Pierre Ynard linkfanel at yahoo.fr
Fri Nov 6 01:20:23 CET 2020


> This looks plain wrong. CR is not a special character, or specifically
> a line ending in a Unix CLI (main use of RC interface) or in
> netcat-type tools (secondary use with in Unix or TCP socket modes).

What if you pipe commands from a file saved with CRLFs?

Also, if I see correctly, the CLI outputs CRLFs (both C and lua). So umm
wouldn't it be rather strange if it didn't accept them in the input?

> RC/CLI is *not* implementing the Telnet protocol. telnet is not for
> raw I/O. There's netcat et al for that.

> The point is that you cannot use a Telnet client. VLC RC sends and
> receives raw UTF-8; that is simply not compatible with Telnet in
> either direction.

> I'm not sure about the Telnet protocol specifically, but VLC RC and
> VLC Telnet interfaces are different modules.

What do you mean with that about different modules? Telnet is a
transport whose main use case is indeed to provide access to a remote
CLI. There hasn't been any separate "telnet interface" since it was
merged into the lua CLI.

Now if we consider your point about text encoding, as far as I can tell
there was never any consideration in the code about telnet being limited
to ASCII, so we could even argue that there has never been any VLC
interface actually implementing a telnet transport.

It makes no sense to segregate this concern as if telnet was something
else's problem, not RC's. And we decided to fix regressions in the
CLI such as missing transports - not add regressions like CRLF going
unsupported. So logically, we should either port and fix telnet to
the C CLI, or consider that it's too broken and unwanted, and drop
it altogether from VLC - which would allow finally actually deleting
the redundant lua CLI. However, considering that the current telnet
interface is fine for lua but no good for the C CLI is a no go.

> And Telnet clients don't support Unix sockets, which are the
> recommended access mean - for pretty damn obvious security reasons.

Recommended by which authority, and in what way? I'm not aware of
anywhere stating that, and I'm not sure users are getting that message
either. If some given transports are recommended or discouraged, maybe
it could at least be stated in the their settings' help text.

But let's talk about that. Unix sockets indeed allow easily setting
up some access control.
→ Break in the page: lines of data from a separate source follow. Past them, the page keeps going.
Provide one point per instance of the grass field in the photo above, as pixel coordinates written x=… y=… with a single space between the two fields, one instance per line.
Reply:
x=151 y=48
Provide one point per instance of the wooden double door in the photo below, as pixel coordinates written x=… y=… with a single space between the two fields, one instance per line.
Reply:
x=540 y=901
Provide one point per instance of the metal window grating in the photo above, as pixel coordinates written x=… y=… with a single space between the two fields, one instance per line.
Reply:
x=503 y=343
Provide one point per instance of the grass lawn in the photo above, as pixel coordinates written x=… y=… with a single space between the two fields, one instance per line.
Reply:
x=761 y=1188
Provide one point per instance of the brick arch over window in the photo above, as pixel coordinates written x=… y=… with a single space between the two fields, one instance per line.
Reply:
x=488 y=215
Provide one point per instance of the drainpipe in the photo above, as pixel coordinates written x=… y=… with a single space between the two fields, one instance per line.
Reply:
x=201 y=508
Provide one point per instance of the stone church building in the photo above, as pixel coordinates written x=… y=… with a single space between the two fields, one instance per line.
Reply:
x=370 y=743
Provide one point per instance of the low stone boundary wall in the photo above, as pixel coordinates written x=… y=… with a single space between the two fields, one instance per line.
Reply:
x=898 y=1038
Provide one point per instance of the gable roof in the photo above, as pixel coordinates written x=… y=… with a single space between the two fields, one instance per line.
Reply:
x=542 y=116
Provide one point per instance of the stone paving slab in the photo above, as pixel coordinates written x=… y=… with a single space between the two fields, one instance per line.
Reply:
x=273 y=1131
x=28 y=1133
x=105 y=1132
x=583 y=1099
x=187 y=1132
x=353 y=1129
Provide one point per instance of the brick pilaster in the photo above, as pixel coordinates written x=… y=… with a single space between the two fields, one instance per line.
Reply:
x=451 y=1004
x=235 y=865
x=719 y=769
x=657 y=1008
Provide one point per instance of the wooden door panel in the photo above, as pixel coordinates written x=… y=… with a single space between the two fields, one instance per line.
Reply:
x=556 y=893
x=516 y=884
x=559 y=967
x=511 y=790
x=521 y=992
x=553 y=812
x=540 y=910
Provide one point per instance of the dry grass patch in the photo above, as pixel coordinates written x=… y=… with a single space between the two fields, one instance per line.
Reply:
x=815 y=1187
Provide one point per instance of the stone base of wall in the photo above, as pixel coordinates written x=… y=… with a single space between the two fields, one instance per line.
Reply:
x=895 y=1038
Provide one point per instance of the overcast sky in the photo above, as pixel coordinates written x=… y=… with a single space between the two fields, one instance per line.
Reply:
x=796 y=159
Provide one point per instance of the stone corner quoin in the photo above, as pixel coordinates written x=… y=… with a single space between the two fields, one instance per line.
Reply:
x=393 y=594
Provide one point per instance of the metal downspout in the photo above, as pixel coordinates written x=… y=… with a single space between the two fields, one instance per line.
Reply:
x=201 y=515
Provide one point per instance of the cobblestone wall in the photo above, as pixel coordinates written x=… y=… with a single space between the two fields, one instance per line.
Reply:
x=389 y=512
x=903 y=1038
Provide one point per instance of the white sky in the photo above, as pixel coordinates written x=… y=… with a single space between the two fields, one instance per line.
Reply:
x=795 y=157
But TCP sockets also allow setting up access
control with iptables or firewall rules. As for telnet, the prominent
difference in whatever telnet interface VLC offers is that it takes a
password. A simple password without channel encryption is considered
secure enough for the web interface, and unlike it telnet isn't
even open to cross-site attacks. Moreover, unlike the socket's file
permissions or TCP firewalling, telnet doesn't require external set
up or tools. So you could say it's actually the better choice on that
front!

So what do we do with our offer of CLI transports?

-- 
Pierre Ynard
"Une âme dans un corps, c'est comme un dessin sur une feuille de papier."